Fans will no longer be able to tune into ESPN Tucson and hear Jeff Dean hosting his show. Friday morning was his last show, according to his Facebook and Twitter pages.

The Jeff Dean Show had been airing from 7-9a MT weekday mornings. Dean took to social media to relay the news and the reason behind him stepping away from the microphone. Dean said on Facebook:

“This morning I signed off from my radio show on ESPN Tucson for the final time. I have been devoting too much of my life and my time to working multiple jobs…the years of burning the candle at both ends has taken a dire toll on my health and for the first time in my life, I’m going to put myself and my livelihood first”

Jeff Dean Facebook

Dean went on to emphasize that he isn’t stepping away from ESPN Tucson, he’s just taking himself off the air. He also added that “gladly, I will be continuing my position as PA announcer of University of Arizona Football and Men’s basketball.”

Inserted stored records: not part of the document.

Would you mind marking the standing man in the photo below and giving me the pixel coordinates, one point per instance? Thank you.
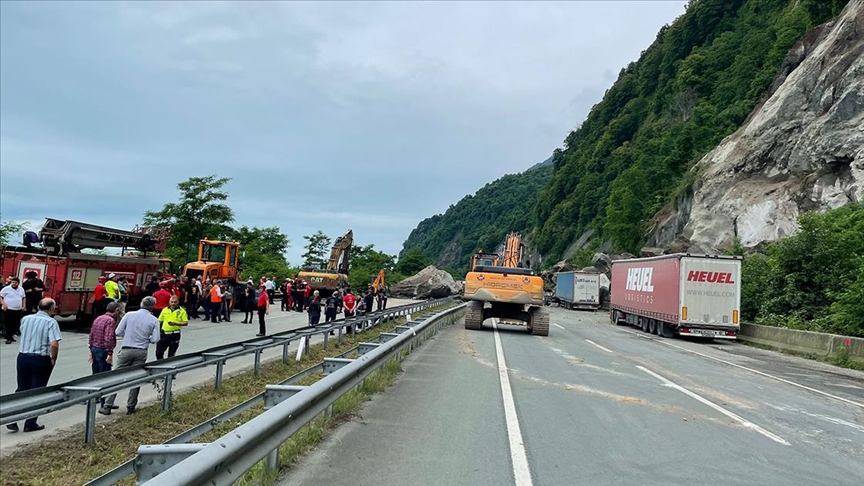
(173, 318)
(270, 287)
(12, 301)
(103, 340)
(112, 288)
(215, 302)
(163, 298)
(33, 287)
(37, 354)
(100, 297)
(152, 286)
(263, 309)
(138, 329)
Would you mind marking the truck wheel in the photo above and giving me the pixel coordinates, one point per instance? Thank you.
(474, 315)
(539, 322)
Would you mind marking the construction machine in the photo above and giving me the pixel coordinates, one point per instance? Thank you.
(510, 292)
(216, 259)
(379, 281)
(327, 279)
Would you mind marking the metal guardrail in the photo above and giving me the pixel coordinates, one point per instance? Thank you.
(287, 409)
(128, 468)
(89, 389)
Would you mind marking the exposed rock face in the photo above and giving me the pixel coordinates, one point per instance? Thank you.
(430, 283)
(802, 150)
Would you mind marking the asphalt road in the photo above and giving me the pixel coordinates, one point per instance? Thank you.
(598, 404)
(199, 335)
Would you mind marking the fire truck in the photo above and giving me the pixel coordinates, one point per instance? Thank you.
(70, 275)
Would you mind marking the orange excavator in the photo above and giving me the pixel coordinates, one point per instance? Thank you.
(510, 292)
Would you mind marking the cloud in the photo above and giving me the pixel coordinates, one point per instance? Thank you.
(324, 114)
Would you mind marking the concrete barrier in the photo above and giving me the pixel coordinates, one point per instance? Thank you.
(817, 343)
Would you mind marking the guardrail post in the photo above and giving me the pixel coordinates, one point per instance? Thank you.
(166, 393)
(90, 422)
(219, 365)
(272, 464)
(257, 361)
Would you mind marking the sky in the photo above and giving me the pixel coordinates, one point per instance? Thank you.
(369, 116)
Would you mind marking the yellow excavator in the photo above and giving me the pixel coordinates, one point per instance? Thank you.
(327, 279)
(379, 281)
(510, 292)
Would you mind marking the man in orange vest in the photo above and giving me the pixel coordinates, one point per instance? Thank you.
(215, 300)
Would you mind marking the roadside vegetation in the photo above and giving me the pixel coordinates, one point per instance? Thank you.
(812, 280)
(67, 460)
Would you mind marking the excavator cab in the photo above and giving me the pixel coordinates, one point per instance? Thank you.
(216, 259)
(509, 291)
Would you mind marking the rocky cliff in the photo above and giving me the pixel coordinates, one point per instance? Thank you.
(801, 150)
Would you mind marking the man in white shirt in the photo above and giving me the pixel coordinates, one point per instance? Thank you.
(12, 302)
(138, 329)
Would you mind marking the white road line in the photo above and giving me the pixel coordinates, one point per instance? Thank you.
(762, 373)
(521, 472)
(601, 347)
(720, 409)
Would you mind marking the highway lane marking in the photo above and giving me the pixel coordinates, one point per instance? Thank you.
(805, 387)
(738, 418)
(601, 347)
(521, 471)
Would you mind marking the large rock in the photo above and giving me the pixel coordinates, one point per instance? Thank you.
(801, 150)
(430, 283)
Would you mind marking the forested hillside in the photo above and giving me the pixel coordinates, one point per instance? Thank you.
(480, 221)
(693, 86)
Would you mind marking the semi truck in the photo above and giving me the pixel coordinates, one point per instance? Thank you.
(578, 290)
(678, 295)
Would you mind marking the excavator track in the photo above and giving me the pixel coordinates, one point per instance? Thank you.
(474, 315)
(540, 322)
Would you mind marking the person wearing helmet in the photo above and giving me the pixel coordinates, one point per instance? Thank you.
(100, 297)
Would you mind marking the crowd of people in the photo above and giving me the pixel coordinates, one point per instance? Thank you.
(166, 308)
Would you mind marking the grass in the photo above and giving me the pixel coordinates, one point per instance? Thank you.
(842, 359)
(67, 460)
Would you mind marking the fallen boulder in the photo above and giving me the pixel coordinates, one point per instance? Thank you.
(429, 283)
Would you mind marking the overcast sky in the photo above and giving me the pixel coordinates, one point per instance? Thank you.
(370, 116)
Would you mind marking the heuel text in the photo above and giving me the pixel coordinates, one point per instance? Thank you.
(710, 277)
(639, 279)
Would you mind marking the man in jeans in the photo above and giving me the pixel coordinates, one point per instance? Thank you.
(138, 329)
(103, 340)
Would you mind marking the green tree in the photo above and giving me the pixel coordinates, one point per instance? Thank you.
(199, 213)
(8, 229)
(263, 253)
(317, 246)
(412, 262)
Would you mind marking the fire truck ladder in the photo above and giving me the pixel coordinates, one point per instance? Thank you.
(61, 236)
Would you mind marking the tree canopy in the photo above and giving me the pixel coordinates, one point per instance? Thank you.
(199, 213)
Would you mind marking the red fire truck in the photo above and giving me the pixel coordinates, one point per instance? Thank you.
(70, 275)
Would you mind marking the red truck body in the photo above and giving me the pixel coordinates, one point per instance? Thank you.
(71, 278)
(680, 294)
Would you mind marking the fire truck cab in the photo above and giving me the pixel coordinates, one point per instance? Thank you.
(70, 275)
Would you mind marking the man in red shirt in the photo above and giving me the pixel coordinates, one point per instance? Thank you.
(163, 298)
(349, 303)
(100, 297)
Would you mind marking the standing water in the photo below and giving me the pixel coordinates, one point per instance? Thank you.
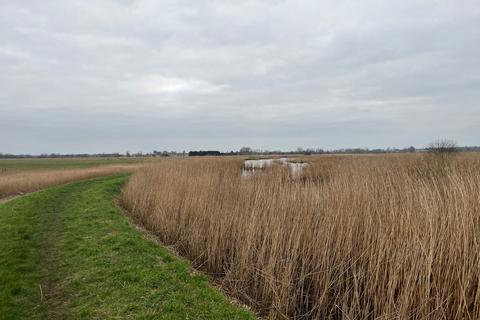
(251, 165)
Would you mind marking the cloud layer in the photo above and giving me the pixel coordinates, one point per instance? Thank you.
(92, 76)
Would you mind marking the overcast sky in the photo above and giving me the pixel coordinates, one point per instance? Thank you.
(118, 75)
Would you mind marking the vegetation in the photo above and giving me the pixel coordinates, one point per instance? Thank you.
(16, 183)
(351, 237)
(29, 164)
(69, 253)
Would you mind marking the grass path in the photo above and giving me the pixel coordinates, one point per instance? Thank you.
(69, 253)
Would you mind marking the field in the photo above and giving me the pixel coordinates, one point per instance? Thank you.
(69, 253)
(19, 176)
(352, 237)
(348, 237)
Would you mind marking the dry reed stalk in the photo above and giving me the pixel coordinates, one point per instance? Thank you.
(354, 237)
(17, 183)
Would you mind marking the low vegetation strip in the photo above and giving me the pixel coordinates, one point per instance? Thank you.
(24, 181)
(69, 253)
(350, 237)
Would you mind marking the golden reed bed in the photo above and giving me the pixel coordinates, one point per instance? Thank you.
(17, 183)
(354, 237)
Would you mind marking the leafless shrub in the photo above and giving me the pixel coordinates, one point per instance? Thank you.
(358, 237)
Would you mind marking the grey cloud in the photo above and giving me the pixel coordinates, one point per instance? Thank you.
(125, 74)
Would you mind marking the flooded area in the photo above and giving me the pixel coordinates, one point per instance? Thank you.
(250, 166)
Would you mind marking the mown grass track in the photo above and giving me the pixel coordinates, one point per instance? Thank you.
(69, 253)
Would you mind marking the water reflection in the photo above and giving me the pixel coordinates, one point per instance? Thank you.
(259, 164)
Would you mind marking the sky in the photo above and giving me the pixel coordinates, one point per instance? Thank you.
(125, 75)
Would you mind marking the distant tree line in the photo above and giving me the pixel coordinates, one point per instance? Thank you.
(438, 147)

Dean would also go onto Twitter to add even further context for his self-removal from the ESPN Tucson airwaves. He added, “It’s not a decision I arrived at hastily, as it’s been a 6 month mental grind to make the ultimate decision that had to be made, and I’m not particularly happy about it, but I have to put my health first, we all do, and make sure we’re around long enough to enjoy life”.

Dean had been ESPN Tucson’s morning host since November 2019.